A sistemática de gestão da confiabilidade do sistema elétrico em uso foi herdada do período em que o sistema elétrico da região Sudeste operava isolado, contava com vastos reservatórios hidrelétricos e o crescimento era ditado pela economia dessa região. Os reservatórios hidrelétricos eram, então, capazes de oferecer horizonte plurianual para a confiabilidade do suprimento da região. Nessa situação, o sistema era operado com o objetivo de reduzir custos operacionais, minimizando o uso de combustíveis nas centrais termelétricas. Dificuldades no suprimento elétrico de outras regiões não afetavam o suprimento elétrico da região Sudeste, tampouco a precificação da energia nessa região.
A situação atual do sistema elétrico é radicalmente distinta da descrita no parágrafo anterior. A interligação dos sistemas elétricos regionais e a inexistência de condições ambientais para a construção de novos reservatórios tornaram os reservatórios hidrelétricos do Sudeste o eixo central da confiabilidade do suprimento de todas as regiões do país. Inexorável e paulatinamente, a capacidade de esses reservatórios garantirem a confiabilidade do suprimento elétrico vem declinando.
O núcleo gerador das dúvidas quanto à confiabilidade do suprimento elétrico reside nesse declínio e, infelizmente, a regulamentação atual do mercado elétrico oferece incentivos perversos para que ele seja acentuado. Ela autoriza as centrais a comercializarem uma quantidade pré-especificada de energia, independentemente da quantidade de energia que elas efetivamente geram (garantia física!).
A responsabilidade de garantir que o conjunto de centrais produza a somatória das garantias físicas dos geradores para atender a demanda dos consumidores é retirada das centrais e repassada para o Operador Nacional do Sistema Elétrico (ONS).
Dessa forma, os geradores são estimulados a postergar investimentos necessários para evitar a redução de sua capacidade de geração, ditados por mudanças nas condições operacionais das centrais, tais como o assoreamento de reservatório ou a deterioração de equipamentos. Ela também induz a negligência com a redução na capacidade de geração de energia das centrais hidrelétricas, decorrentes de mudanças no regime hidrológico e da ampliação do uso da água para atender outras necessidades da sociedade. Esses problemas são especialmente relevantes no suprimento energético da região Nordeste, onde a escassez de água é problema recorrente, de dimensões acentuadas.

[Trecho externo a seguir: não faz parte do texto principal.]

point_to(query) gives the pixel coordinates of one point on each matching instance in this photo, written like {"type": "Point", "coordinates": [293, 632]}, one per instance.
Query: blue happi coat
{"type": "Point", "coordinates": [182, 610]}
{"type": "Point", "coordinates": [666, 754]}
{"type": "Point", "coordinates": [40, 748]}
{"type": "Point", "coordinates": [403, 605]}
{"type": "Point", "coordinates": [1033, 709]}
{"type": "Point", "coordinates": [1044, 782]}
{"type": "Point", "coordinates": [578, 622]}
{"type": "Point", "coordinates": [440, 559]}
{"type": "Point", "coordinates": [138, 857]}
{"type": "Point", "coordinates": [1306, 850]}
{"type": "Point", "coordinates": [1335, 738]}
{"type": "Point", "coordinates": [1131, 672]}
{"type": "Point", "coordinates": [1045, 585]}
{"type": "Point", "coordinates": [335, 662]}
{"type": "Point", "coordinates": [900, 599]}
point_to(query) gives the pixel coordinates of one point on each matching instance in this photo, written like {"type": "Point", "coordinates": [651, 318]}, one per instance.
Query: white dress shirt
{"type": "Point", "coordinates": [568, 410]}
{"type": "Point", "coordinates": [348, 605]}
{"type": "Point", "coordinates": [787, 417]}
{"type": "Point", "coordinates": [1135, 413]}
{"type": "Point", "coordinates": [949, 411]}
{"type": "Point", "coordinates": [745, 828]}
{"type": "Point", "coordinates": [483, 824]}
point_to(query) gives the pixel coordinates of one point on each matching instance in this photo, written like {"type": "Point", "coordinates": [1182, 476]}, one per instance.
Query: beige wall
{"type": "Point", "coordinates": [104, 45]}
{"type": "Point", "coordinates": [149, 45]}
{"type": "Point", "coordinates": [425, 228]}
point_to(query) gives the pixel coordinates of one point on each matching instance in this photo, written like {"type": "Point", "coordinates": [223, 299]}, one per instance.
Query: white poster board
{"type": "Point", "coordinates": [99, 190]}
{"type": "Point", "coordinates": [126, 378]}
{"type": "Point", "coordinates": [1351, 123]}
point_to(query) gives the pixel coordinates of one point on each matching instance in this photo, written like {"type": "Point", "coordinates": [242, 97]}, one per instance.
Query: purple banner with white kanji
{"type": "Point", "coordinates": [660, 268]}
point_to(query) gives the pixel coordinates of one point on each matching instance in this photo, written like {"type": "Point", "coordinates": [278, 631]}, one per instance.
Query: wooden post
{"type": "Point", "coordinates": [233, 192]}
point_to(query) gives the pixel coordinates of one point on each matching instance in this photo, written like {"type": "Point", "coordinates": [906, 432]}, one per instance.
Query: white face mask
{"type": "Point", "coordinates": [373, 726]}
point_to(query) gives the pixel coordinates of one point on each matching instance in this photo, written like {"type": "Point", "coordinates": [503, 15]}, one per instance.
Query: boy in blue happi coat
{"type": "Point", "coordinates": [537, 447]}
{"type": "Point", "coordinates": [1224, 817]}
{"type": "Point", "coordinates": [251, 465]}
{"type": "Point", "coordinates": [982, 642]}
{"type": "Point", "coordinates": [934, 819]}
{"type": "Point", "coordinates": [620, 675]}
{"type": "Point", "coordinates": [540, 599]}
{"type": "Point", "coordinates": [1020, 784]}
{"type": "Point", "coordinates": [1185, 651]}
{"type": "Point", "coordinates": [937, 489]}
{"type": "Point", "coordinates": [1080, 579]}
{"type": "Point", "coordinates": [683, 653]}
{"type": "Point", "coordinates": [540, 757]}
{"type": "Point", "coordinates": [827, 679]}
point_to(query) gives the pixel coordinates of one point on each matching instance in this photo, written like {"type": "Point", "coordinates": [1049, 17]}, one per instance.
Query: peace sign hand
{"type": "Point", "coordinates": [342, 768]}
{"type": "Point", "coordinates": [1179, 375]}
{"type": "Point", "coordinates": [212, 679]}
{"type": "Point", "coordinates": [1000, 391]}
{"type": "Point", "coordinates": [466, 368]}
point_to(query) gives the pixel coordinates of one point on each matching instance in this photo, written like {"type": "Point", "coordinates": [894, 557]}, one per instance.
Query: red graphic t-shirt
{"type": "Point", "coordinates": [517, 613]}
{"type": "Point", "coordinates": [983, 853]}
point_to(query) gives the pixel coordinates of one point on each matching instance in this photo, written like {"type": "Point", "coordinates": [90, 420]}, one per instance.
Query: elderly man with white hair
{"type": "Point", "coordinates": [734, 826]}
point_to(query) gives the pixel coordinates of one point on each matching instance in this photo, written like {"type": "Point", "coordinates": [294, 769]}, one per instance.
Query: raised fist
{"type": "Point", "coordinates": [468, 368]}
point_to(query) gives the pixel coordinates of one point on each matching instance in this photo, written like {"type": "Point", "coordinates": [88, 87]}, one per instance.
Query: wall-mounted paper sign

A recuperação da confiabilidade no suprimento elétrico exige reconhecer que a sistemática de gestão dos reservatórios herdada do século passado é inadequada para o Brasil atual. O papel das centrais térmicas na confiabilidade do suprimento elétrico será crescente, tornando pouco significativos os ganhos econômicos de curto prazo com a redução no uso de combustíveis. Por outro lado, as perdas econômicas de longo prazo provocadas pelo risco de racionamento serão crescentes, com a redução progressiva do horizonte de esgotamento dos reservatórios hidrelétricos. A renovação das concessões oferece oportunidade única para o governo revisar a sistemática de gestão dos reservatórios, eliminado a garantia física para a comercialização de energia das centrais elétricas.